# Exploratory Data Analysis - Crime Data Los Angeles

This notebook is used to explore the questions for the Data Scientist Exercise in July 2020.

- How many crimes were reported over the past 5 years?
- List the top five reported crimes for each year for the past 5 years.
- What are the most common MO codes? Have these changed over the past 5 years?
- How else has reported crime changed over time in the City?
- Based on your analysis, please share any changes to services, programs, or policies that the City should consider.

##  Load libraries

In [10]:
# Import libraries
import os, sys, subprocess
import json
import pandas as pd
import numpy as np
from langdetect import detect
import pickle

pd.set_option('display.max_colwidth', -1)
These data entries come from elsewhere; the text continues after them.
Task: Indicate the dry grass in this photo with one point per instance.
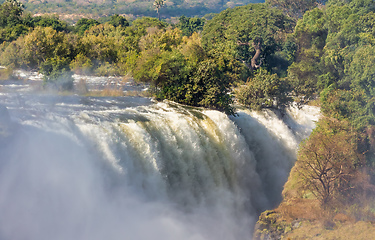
(107, 92)
(5, 73)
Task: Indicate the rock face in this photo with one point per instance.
(5, 122)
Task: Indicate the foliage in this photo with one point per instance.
(84, 24)
(252, 34)
(180, 70)
(329, 160)
(189, 25)
(11, 13)
(295, 9)
(57, 74)
(118, 21)
(48, 21)
(263, 91)
(158, 4)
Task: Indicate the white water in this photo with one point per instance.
(91, 168)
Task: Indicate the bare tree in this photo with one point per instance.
(257, 45)
(158, 4)
(327, 162)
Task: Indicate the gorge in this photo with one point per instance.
(76, 167)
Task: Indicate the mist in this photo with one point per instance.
(75, 171)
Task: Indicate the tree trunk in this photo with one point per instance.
(256, 56)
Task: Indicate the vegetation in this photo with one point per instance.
(262, 55)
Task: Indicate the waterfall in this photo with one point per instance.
(100, 168)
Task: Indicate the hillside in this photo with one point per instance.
(74, 9)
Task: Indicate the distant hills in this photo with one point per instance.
(75, 9)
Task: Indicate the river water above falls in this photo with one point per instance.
(74, 167)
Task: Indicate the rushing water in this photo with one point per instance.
(77, 168)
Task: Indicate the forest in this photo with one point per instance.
(261, 55)
(72, 10)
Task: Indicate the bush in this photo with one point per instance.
(57, 74)
(263, 91)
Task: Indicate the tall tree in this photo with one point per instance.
(252, 34)
(10, 13)
(158, 4)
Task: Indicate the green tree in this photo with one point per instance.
(329, 161)
(190, 25)
(295, 8)
(57, 74)
(158, 4)
(264, 90)
(117, 20)
(11, 13)
(84, 24)
(252, 34)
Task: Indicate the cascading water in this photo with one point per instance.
(126, 168)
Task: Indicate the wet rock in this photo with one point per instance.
(5, 122)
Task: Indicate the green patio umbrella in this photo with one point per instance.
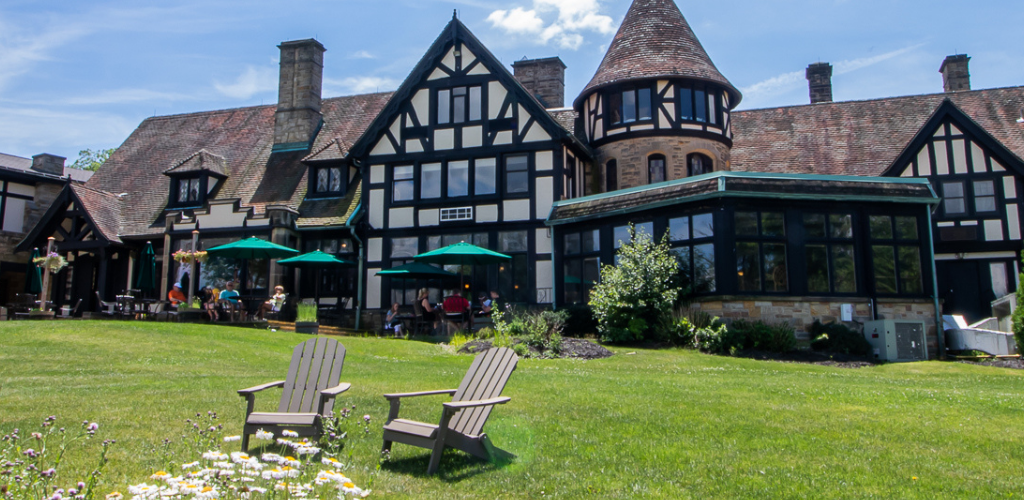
(315, 260)
(414, 271)
(252, 248)
(34, 277)
(462, 253)
(146, 268)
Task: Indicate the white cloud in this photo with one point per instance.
(567, 22)
(358, 85)
(252, 81)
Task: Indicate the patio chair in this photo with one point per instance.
(308, 391)
(462, 419)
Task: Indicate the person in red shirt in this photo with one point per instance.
(176, 296)
(457, 304)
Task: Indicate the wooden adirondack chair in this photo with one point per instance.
(308, 391)
(462, 420)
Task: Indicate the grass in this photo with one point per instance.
(665, 423)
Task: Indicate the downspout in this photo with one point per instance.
(359, 278)
(939, 333)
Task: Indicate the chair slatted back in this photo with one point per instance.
(484, 379)
(315, 366)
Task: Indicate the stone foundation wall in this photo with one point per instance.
(800, 313)
(631, 156)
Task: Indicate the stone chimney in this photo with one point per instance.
(819, 81)
(955, 77)
(543, 78)
(298, 115)
(47, 163)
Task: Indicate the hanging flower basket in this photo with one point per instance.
(53, 261)
(186, 257)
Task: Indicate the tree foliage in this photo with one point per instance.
(635, 297)
(91, 160)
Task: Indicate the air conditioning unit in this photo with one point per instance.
(897, 340)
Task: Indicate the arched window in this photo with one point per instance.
(611, 175)
(698, 164)
(655, 168)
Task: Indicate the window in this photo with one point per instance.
(896, 254)
(655, 168)
(952, 198)
(761, 259)
(513, 277)
(484, 176)
(829, 253)
(458, 178)
(630, 106)
(403, 189)
(516, 174)
(696, 257)
(459, 105)
(611, 175)
(430, 180)
(984, 196)
(698, 164)
(329, 180)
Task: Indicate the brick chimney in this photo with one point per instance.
(819, 81)
(47, 163)
(298, 115)
(543, 78)
(955, 77)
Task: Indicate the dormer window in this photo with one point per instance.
(329, 180)
(630, 106)
(459, 105)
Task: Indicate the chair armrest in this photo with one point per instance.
(477, 403)
(397, 396)
(329, 393)
(250, 390)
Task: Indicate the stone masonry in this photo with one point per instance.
(800, 313)
(631, 156)
(298, 114)
(543, 78)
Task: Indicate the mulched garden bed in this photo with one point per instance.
(810, 357)
(571, 347)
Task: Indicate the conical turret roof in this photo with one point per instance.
(655, 41)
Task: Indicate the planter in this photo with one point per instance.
(310, 327)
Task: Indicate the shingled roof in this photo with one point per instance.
(244, 138)
(655, 41)
(861, 137)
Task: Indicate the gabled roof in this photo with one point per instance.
(243, 137)
(199, 162)
(655, 41)
(456, 31)
(862, 137)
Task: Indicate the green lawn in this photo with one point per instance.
(641, 424)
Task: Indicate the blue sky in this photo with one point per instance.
(77, 75)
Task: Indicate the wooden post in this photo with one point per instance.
(192, 266)
(46, 278)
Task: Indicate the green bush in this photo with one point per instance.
(635, 297)
(763, 336)
(581, 321)
(836, 337)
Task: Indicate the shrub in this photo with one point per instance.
(635, 297)
(581, 321)
(836, 337)
(763, 336)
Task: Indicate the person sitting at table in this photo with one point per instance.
(429, 313)
(455, 303)
(229, 298)
(274, 304)
(391, 321)
(175, 296)
(210, 303)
pd.set_option('display.max_rows', 1000)
#pd.set_option('display.max_columns', 500)

In [14]:
# load project config
terminal_call = ! git rev-parse --show-toplevel
repo_path=terminal_call[0]
project_config_path = os.path.join(repo_path,'project_config.json')
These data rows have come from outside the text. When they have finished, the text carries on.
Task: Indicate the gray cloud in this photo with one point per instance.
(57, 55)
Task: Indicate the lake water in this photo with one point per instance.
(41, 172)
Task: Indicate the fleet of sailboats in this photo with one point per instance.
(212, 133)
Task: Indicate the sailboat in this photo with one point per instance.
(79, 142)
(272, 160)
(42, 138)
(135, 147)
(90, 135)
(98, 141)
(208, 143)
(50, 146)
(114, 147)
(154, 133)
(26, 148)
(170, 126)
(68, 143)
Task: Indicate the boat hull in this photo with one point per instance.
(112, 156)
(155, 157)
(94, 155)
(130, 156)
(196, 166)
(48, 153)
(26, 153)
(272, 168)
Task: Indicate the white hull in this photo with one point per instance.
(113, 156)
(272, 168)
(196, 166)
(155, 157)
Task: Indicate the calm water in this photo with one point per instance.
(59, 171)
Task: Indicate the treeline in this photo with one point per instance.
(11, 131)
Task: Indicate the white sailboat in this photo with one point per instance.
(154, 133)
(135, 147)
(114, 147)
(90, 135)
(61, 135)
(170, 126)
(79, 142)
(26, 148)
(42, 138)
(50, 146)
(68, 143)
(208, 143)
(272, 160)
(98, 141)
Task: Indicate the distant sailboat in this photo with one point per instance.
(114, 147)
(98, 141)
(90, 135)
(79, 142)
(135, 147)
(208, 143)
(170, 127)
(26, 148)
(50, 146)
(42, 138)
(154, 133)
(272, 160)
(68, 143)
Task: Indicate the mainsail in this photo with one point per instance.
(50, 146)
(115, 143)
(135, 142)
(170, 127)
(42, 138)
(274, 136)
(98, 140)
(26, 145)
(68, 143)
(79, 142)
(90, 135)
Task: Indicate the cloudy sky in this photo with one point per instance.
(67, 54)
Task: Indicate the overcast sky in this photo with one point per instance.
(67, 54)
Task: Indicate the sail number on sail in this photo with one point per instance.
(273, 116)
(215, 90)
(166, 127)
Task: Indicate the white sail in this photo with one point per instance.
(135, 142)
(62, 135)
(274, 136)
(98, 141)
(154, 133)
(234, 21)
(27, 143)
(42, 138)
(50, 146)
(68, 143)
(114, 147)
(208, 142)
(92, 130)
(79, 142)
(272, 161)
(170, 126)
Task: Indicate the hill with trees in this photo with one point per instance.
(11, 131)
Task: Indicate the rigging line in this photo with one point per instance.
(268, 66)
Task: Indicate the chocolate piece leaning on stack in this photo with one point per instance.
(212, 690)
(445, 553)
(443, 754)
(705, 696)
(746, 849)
with open(project_config_path,'r') as fp: 
    project_config = json.load(fp)

In [12]:
# import custom module to look at trends
module_path = os.path.join(repo_path,project_config['project_module_relative_path'])
sys.path.append(module_path)

import trends
from trends import get_top_trends

from importlib import reload

# Load in data

In [17]:
# load in data that was collected
df = pickle.load(open("../data/crime_data.pkl", "rb"))

## How many crimes were reported over the past 5 years?

In [15]:
# Check how many crimes were reported over the past 5 years
# Calculate current date and offset by 5 years
(df["date_rptd"] > (pd.datetime.now()- pd.DateOffset(years=5))).sum()

1117864

### A: 1,117,864 crimes were reported in the past 5 years

## List the top five reported crimes for each year for the past 5 years.

In [16]:
# Select the last 5 years as a dataframe
df_5 = df[df["date_rptd"] > (pd.datetime.now()- pd.DateOffset(years=5))]

In [None]:
df_5['year'] = pd.DatetimeIndex(df_5['date_rptd']).year

In [None]:
top_5 = df_5.groupby("year")["crm_cd_1"].value_counts(ascending = False)

In [None]:
top_5.groupby('year').nlargest(5).reset_index(level=1, drop=True)
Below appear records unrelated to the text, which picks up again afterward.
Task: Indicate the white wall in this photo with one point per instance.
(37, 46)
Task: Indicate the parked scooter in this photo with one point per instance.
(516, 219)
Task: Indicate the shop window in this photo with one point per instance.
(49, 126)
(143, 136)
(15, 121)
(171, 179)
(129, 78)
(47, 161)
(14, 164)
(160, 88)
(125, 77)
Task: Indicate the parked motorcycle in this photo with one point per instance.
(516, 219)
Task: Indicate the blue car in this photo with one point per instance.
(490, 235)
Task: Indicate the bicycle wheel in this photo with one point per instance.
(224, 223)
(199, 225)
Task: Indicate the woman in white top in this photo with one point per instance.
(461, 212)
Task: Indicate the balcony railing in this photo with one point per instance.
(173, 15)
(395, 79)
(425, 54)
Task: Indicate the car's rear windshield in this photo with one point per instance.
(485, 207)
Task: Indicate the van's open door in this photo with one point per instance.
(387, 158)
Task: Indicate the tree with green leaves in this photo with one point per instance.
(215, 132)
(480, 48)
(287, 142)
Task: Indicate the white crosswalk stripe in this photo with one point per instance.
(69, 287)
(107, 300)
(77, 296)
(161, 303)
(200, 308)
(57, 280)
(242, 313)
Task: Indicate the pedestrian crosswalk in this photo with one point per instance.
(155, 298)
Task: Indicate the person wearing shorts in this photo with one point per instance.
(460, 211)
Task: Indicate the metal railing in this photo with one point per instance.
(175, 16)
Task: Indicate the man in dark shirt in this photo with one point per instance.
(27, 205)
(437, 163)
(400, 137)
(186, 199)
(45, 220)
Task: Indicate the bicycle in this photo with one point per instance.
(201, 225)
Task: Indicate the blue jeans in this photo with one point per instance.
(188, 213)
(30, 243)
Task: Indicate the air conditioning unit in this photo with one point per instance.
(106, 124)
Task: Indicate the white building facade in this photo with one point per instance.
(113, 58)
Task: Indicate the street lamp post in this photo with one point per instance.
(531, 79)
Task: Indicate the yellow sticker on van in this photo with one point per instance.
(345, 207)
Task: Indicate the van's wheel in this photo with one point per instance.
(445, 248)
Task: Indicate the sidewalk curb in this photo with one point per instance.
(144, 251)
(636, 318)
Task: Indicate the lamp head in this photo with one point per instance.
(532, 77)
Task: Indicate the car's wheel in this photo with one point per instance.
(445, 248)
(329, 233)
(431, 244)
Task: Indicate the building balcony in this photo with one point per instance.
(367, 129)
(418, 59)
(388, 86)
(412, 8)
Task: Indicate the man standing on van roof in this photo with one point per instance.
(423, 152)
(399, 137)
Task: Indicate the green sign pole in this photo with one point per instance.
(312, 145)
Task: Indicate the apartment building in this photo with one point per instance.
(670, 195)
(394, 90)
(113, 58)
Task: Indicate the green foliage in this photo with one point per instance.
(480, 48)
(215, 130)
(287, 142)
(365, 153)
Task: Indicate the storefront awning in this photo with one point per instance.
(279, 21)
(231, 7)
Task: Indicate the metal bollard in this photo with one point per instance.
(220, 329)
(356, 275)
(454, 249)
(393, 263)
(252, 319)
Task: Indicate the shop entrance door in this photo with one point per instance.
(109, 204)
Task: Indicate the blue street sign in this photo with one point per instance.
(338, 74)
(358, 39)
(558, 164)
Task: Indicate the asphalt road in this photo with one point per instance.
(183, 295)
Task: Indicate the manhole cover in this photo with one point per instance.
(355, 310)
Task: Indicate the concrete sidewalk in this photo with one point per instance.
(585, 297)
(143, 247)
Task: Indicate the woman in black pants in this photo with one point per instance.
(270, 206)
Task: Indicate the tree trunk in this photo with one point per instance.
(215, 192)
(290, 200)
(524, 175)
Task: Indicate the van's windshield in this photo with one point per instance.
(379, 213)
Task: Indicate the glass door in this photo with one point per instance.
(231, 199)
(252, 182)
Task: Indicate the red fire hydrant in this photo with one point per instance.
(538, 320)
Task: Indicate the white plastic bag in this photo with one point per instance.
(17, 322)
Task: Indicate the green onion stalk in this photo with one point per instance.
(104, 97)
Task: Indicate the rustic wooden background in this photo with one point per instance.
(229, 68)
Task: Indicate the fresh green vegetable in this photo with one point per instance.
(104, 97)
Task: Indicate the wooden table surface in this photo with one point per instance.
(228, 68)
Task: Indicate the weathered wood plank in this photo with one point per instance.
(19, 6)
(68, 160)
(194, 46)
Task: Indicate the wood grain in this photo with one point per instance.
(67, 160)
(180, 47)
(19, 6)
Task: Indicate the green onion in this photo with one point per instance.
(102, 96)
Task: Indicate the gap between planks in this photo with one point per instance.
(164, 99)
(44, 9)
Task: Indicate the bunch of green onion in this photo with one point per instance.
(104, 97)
## What are the most common MO codes? Have these changed over the past 5 years?

In [None]:
df_5["mocodes"].value_counts(ascending = False).head(10)

In [None]:
df_5.dtypes

In [None]:
top_5_mo = df_5.groupby("year")["mocodes"].value_counts(ascending = False)

In [None]:
top_5_mo.groupby('year').nlargest(5).reset_index(level=1, drop=True)

## Pickle for later use

In [None]:
# save data for later use
pickle.dump(df_5, open("./data/crime_data_5.pkl", "wb"))